SEVERE LABOR IN TUNNELS.

If there be any severer labor than tunnelling, I am unacquainted with it. The first time I became a digger was on a hot summer day. Armed with an ordinary jack-knife, the blade of which was broken, I attacked the firm earth, and, for nearly two hours and a half, strove, like Hercules, against one of the original elements. The work would have been nothing in the open air, even with the noonday sun blazing down; but in that narrow, underground channel, where half a respiration was impossible, every movement of the muscles, every throb of the pulses, every beat of the heart, resembled a spasm, and the slightest exertion appeared like the greatest. The perspiration started from all my pores, my head ached, my lungs grew painful, my breath became hot and stertorous. The man behind me, who was engaged in removing the dirt, insisted on my stopping, saying that I was overworking, and that an hour at a time was quite as much as anybody ought to endure.

I would not heed him. My opposition was aroused, the spirit of the perverse was prompting me. I had determined to stay there and toil as long as I could move my hands, or catch a breath. I went beyond my resolution. I dug and dug, and after a while the sense of semi-suffocation and the pain in my breast seemed to cease. My head appeared to be on fire; the little candle I had before me shone as a calcium light.

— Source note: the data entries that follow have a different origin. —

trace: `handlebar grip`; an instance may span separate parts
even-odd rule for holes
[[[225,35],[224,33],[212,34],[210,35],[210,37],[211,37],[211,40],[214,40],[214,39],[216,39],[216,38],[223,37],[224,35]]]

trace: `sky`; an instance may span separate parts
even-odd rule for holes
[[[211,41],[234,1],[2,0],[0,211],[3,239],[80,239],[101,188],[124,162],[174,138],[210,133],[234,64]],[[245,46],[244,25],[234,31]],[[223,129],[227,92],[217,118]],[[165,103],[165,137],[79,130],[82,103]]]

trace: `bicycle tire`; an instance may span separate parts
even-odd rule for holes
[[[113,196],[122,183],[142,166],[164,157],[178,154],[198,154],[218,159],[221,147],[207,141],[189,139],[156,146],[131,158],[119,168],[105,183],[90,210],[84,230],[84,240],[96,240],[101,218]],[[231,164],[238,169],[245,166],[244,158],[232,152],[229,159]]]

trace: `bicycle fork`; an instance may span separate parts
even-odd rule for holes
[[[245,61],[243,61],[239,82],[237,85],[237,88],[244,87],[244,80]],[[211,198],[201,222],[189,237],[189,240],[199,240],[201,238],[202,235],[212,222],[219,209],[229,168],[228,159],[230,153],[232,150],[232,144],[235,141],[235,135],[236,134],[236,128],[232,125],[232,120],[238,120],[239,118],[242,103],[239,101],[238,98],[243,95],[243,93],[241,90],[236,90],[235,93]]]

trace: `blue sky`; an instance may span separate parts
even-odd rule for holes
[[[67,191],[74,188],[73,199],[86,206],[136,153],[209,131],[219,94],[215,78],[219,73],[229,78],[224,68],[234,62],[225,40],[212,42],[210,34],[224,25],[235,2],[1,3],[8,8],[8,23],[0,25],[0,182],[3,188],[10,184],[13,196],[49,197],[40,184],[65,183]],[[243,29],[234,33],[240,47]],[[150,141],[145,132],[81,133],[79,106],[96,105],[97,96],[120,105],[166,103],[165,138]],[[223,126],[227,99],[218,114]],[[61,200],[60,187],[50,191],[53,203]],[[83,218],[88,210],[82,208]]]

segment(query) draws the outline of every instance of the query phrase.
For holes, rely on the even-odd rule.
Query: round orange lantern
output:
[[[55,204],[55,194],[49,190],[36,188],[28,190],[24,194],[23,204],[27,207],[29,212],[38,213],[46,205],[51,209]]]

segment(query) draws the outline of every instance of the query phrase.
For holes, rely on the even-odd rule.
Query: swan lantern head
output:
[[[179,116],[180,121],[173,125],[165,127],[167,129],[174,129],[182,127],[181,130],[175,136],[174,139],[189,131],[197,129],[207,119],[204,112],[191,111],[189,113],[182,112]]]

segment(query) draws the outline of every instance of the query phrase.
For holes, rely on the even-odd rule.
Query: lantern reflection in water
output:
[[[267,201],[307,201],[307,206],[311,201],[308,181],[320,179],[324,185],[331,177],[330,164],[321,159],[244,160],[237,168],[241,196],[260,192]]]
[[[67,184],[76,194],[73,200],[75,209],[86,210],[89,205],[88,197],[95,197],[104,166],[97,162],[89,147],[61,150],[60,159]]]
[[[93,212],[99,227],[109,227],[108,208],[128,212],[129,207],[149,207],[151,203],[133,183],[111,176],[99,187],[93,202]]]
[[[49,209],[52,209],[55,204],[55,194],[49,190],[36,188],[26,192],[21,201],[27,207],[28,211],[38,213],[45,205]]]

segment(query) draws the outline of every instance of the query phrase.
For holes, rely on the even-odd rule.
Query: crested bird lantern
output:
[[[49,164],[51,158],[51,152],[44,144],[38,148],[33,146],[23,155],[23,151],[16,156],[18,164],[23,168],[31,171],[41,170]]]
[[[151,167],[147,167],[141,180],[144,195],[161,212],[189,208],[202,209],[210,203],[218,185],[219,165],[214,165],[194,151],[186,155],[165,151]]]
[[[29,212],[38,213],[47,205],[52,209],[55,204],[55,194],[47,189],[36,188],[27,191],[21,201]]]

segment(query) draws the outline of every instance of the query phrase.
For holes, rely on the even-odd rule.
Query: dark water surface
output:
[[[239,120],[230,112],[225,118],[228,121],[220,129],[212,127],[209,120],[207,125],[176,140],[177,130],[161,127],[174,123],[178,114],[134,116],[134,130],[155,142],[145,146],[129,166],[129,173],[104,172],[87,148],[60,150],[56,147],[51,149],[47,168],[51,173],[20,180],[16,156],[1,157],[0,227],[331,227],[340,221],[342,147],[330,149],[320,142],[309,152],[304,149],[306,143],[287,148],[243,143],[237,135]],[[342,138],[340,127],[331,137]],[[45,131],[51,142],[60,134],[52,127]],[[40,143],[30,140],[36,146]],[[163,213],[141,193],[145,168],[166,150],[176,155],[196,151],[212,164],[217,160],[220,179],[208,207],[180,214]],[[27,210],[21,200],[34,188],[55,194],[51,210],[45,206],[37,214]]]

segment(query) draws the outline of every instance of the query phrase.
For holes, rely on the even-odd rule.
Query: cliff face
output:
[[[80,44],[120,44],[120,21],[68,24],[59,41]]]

I fancied that I was inspired, that I could never be fatigued, and I wrought feverishly, but effectually, until my assistant wondered at the amount of earth he was obliged to carry off. I imagined that hours and days had passed. While I was delving energetically, though wildly, I lost consciousness, and chaos and oblivion came. I knew nothing more until I found myself stretched on a blanket, and my faithful Achates—noble fellow that he was—bathing my face, chafing my temples, and wondering if I should ever revive.

NARROW ESCAPE FROM SUFFOCATION.

Then I learned that I had swooned, and been dragged out of the tunnel by the feet—more dead than alive. The fever of delirium had seized me, and this I had mistaken for inexhaustible strength. Unquestionably I had been very near my end. If I had been allowed to remain there five minutes longer, I should have been thrown into the trench near the prison where so many poor fellows had gone before me, and have furnished the theme for a brief obituary.

Give me liberty or give me death! has become a stereotyped phrase. It is impossible to tell which is the better of the two; but I came much nearer gaining one than the other in the tunnel, which I had before associated only with the former.

HOPE AND DISAPPOINTMENTS.

When next I am thrown into prison—I do not believe it will be in my own country—I trust I shall have the means for constructing tunnels after an approved manner, and that they will not continue to balk my desires, and cheat my expectations. Tunnels, I must confess, have treated me shamefully. Again and again I have built high thoughts upon them; again and again I have placed implicit faith in them; again and again I have crowned their issue with the glorious symbol of freedom; and yet while they kept the word of promise to my ear, they broke it to my hope. Among perfidies they have been most perfidious, among treacheries the most treacherous, among disappointments the most disappointing, among deceits the most deceitful. For nearly two wretched, painful, terrible years, I thought of tunnels kindly, advocated them warmly, loved them tenderly, labored for them, in them, through them; and still in the hour of my direst need, and in the mightiest peril of my being, they refused me comfort, gave me despair for bread. I never shall forget—I never can forget—that when freedom dawned at last, it was through the darkened sky overhead, and not through the opened end of a channel under ground.